Prior Acts Date Limits Insurer’s Liability for Underlying Judgment
The United States District Court for the Eastern District of Virginia, applying Virginia law, has held that a lawyer’s professional liability insurer’s liability was limited because the underlying action arose out of acts, errors, or omissions occurring on or before a prior acts date specified in the policy. Minnesota Lawyers Mut. Ins. Co. v. Protostorm, LLC, 2016 WL 3447892 (E.D.Va. June 22, 2016).
The insurer issued a malpractice policy to a law firm. The policy included a split limit of liability, providing $5 million in coverage for any Claim arising out of any acts, errors, or omissions which occurred on or before October 25, 2006, and a $10 million limit for any acts occurring after that date.
An internet game company retained the law firm in 2000 to prepare and prosecute patent applications.
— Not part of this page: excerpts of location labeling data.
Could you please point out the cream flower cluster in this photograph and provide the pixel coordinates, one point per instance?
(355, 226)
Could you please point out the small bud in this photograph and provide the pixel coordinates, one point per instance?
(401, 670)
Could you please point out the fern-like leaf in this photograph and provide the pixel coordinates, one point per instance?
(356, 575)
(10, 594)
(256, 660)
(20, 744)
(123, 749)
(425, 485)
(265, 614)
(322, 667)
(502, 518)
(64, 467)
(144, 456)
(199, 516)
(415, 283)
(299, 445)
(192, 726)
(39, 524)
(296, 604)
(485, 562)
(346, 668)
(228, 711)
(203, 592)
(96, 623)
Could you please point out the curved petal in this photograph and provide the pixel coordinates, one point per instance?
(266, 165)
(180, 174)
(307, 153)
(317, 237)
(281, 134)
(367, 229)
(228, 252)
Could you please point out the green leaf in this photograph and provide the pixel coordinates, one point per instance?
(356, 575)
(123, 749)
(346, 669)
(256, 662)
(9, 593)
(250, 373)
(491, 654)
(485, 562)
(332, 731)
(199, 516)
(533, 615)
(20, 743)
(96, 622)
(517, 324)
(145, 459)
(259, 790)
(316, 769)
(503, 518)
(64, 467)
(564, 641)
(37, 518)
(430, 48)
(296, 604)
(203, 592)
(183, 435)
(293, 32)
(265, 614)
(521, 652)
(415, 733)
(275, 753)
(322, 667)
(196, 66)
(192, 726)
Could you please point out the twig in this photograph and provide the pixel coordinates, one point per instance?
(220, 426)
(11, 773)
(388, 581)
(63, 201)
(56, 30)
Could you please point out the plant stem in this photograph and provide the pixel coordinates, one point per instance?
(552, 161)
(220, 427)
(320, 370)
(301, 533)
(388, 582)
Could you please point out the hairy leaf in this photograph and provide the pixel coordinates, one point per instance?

The law firm properly filed a provisional application in 2001, but allegedly made a mistake in a later filing, jeopardizing the company’s ability to receive patent protection. The error could have been corrected as late as February 2003; however, the firm abandoned the patent application without informing the company. When the company did not hear from the firm for five years, it investigated and learned in 2008 that the law firm had abandoned the application. The company filed suit. The jury found for the company, awarding compensatory damages of nearly $7 million.
The insurer sought a declaratory judgment that the policy’s $5 million limit of liability applied, rather than the $10 million limit, because the underlying judgment arose out of acts, errors, or omissions occurring before October 25, 2006.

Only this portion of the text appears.